Díaz-Santana Garza is part of a wave of scholars who incorporate their lived experience in their scholarship…. The author provides a history of conjunto, the multiple musical forms the genre incorporates, and its influence in shaping other musical cultures. The author also argues that transnational music of accordion and bajo sexto have become powerful symbols of Mexican and Chicano identity, displacing mariachi music, thanks to demand from Mexican migrants. The author visited ten archives across Mexico and Texas, and his primary research sources include newspapers, songs, and interviews he conducted in southern Texas towns and large urban centers in Mexico. Recommended. Lower-division undergraduates through faculty and professionals; general readers.
— Choice Reviews
"Borders often incite transgression. The musical expressions studied by Luis Díaz Santana Garza are an example of how popular culture in border regions breaks down barriers and fragments conventional identities. Music on the border causes strange, complex and fascinating phenomena that are studied in great detail in this book. The reader will be amazed at the wealth that the border between Nuevo León and Texas harbors and generates in its popular musical expressions."
— Roger Bartra, Emeritus Researcher, Universidad Nacional Autónoma de México
"Under a multidisciplinary approach -which combines cultural history, cultural studies and music studies, with musicological analysis-, Díaz-Santana Garza offers a binational perspective of the emergence and evolution of this music that helps to explain the phenomenon of musical norteñización that Mexico is currently experiencing. The rigor is remarkable, as well as the variety of its sources: oral and documentary (printed, recorded). The clarity and solidity of the arguments used to critically construct the history around these musical cultures, goes beyond the strictly musical framework and brings us closer to the areas of contemporary culture."

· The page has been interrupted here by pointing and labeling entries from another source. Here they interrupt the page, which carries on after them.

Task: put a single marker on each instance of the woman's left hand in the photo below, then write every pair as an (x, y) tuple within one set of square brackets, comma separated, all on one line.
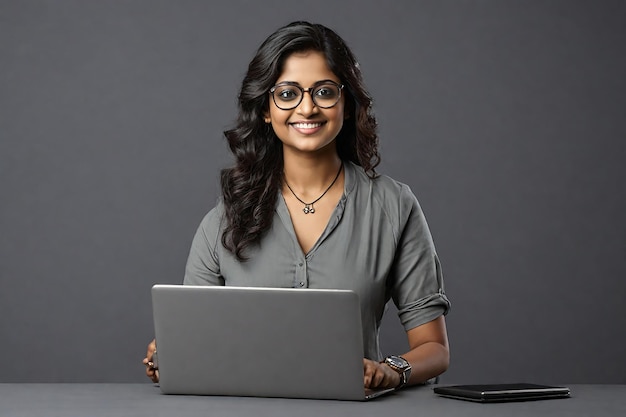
[(379, 375)]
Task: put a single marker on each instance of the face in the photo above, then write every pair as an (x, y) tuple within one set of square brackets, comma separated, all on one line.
[(307, 128)]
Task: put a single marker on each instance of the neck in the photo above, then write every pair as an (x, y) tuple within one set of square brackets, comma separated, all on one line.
[(311, 176)]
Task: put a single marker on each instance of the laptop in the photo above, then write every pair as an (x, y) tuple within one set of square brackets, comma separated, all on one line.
[(502, 392), (262, 342)]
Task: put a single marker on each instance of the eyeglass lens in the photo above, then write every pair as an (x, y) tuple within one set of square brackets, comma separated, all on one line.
[(289, 96)]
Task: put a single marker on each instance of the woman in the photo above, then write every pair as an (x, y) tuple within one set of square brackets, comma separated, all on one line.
[(304, 207)]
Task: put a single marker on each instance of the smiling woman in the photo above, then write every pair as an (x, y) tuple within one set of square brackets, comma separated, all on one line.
[(304, 207)]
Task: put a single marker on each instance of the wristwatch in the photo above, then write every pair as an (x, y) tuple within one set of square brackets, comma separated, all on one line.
[(401, 366)]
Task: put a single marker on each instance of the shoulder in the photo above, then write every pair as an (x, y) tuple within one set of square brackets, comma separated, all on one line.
[(213, 223), (394, 196)]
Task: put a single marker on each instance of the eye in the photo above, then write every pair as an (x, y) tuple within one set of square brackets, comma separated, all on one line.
[(326, 91), (287, 93)]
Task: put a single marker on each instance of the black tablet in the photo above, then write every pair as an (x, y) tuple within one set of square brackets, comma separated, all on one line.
[(502, 392)]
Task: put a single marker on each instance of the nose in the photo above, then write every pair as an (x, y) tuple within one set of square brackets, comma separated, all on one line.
[(307, 106)]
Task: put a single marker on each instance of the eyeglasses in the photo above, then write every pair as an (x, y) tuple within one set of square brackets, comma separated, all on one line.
[(288, 95)]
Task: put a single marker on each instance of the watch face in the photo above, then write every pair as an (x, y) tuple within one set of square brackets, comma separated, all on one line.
[(397, 362)]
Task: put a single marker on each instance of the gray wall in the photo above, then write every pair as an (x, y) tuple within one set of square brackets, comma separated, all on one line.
[(505, 117)]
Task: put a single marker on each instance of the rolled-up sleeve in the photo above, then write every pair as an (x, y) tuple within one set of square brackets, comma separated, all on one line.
[(416, 279)]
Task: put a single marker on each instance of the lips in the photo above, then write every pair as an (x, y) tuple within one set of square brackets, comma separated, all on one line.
[(307, 125)]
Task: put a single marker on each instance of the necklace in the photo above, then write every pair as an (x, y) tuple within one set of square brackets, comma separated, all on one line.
[(308, 207)]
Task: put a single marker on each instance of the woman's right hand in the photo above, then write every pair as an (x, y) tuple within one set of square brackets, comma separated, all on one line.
[(151, 371)]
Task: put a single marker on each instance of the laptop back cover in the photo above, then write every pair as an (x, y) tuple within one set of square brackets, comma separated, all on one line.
[(298, 343), (502, 392)]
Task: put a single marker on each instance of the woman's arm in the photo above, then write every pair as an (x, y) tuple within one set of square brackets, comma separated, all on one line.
[(429, 357)]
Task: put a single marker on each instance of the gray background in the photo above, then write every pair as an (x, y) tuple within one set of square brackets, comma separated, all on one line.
[(505, 117)]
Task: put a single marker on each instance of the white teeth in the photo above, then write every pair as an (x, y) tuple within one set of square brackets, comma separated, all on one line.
[(306, 125)]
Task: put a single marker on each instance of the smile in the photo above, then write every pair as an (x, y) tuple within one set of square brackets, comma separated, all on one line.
[(307, 125)]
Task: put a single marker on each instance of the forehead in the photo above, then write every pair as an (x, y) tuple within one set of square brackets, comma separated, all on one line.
[(306, 68)]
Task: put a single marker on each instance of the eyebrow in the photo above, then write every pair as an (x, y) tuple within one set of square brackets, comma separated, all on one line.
[(315, 83)]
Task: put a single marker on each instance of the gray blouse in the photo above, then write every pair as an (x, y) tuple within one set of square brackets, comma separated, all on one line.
[(376, 243)]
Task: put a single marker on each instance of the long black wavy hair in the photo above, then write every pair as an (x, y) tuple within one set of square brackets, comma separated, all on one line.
[(250, 188)]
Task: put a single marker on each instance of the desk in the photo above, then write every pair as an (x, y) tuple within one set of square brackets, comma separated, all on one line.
[(134, 400)]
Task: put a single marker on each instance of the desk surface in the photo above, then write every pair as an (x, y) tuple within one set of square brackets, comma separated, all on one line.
[(133, 400)]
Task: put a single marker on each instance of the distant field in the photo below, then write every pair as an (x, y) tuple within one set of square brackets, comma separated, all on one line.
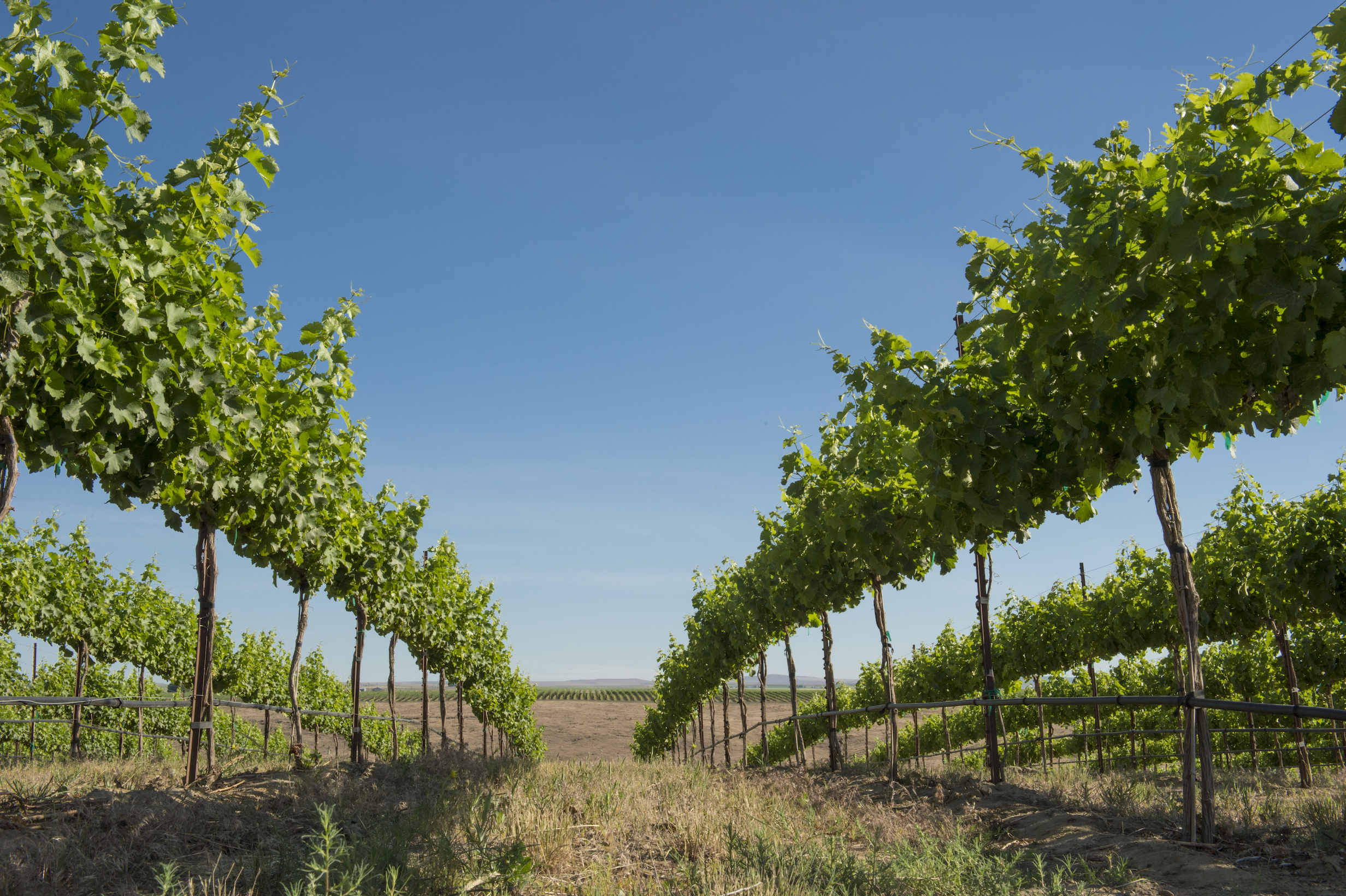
[(622, 694), (645, 694)]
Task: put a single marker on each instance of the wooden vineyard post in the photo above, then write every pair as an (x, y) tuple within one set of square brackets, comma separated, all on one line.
[(724, 687), (1042, 738), (1132, 739), (1337, 743), (1287, 661), (443, 715), (210, 732), (424, 704), (700, 729), (881, 619), (834, 744), (357, 731), (297, 720), (1196, 726), (743, 719), (81, 668), (1094, 680), (140, 715), (392, 696), (33, 724), (794, 703), (1252, 740), (202, 711), (916, 722), (766, 758), (710, 747), (988, 688)]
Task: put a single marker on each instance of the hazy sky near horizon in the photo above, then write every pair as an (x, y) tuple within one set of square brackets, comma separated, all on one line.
[(599, 244)]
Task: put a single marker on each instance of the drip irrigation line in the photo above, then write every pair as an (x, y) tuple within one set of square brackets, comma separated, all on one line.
[(1298, 41)]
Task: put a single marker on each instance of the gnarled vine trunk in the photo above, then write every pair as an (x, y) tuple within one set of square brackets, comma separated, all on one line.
[(357, 732), (890, 696), (424, 704), (834, 743), (392, 692), (443, 715), (81, 667), (743, 719), (794, 702), (462, 738), (1287, 661), (202, 708), (1196, 726), (766, 757), (988, 676), (300, 626), (724, 688)]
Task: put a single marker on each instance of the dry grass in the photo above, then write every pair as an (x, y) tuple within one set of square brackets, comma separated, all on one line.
[(1268, 807), (555, 828), (575, 829)]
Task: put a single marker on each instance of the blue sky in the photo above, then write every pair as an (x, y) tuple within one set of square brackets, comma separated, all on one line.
[(599, 243)]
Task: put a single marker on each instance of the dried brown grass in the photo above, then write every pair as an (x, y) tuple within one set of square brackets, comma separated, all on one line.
[(555, 828)]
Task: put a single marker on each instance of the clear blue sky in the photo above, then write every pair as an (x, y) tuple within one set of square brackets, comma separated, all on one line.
[(599, 243)]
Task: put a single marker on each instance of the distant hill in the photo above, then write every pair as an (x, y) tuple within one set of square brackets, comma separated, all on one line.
[(750, 682), (595, 682)]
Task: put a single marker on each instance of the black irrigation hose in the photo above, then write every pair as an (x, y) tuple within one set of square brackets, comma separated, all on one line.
[(127, 703)]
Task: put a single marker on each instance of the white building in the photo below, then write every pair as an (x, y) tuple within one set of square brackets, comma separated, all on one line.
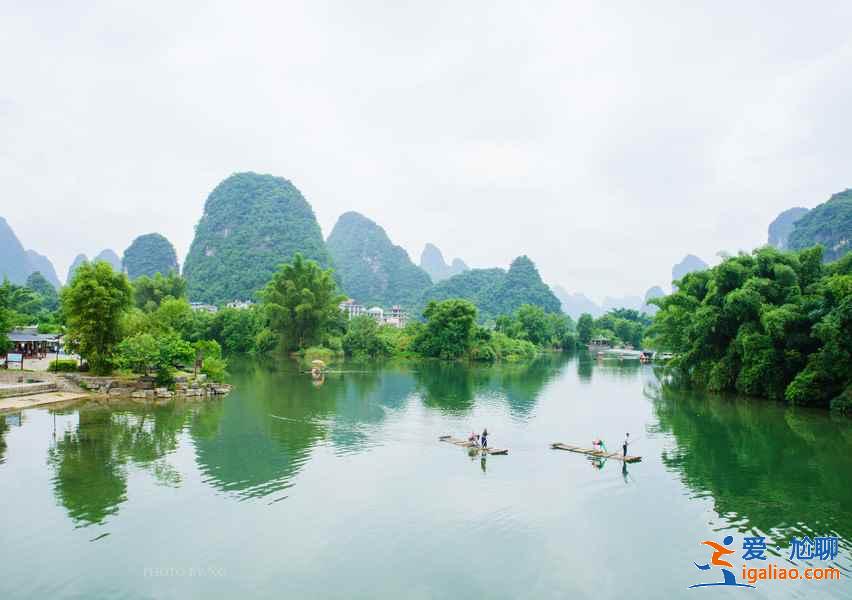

— Jose Juan Olvera Gudiño, Center for Research and Higher Studies in Social Anthropology
"This is the first comprehensive study of the relationship between norteño and conjunto music that truly takes into consideration both sides of the border. It will be of interest to a wide range of readers to include not only conjunto and norteño fans, but also scholars from disciplines such as musicology, folklore, media studies, popular culture, history, literature, sociology and cultural anthropology."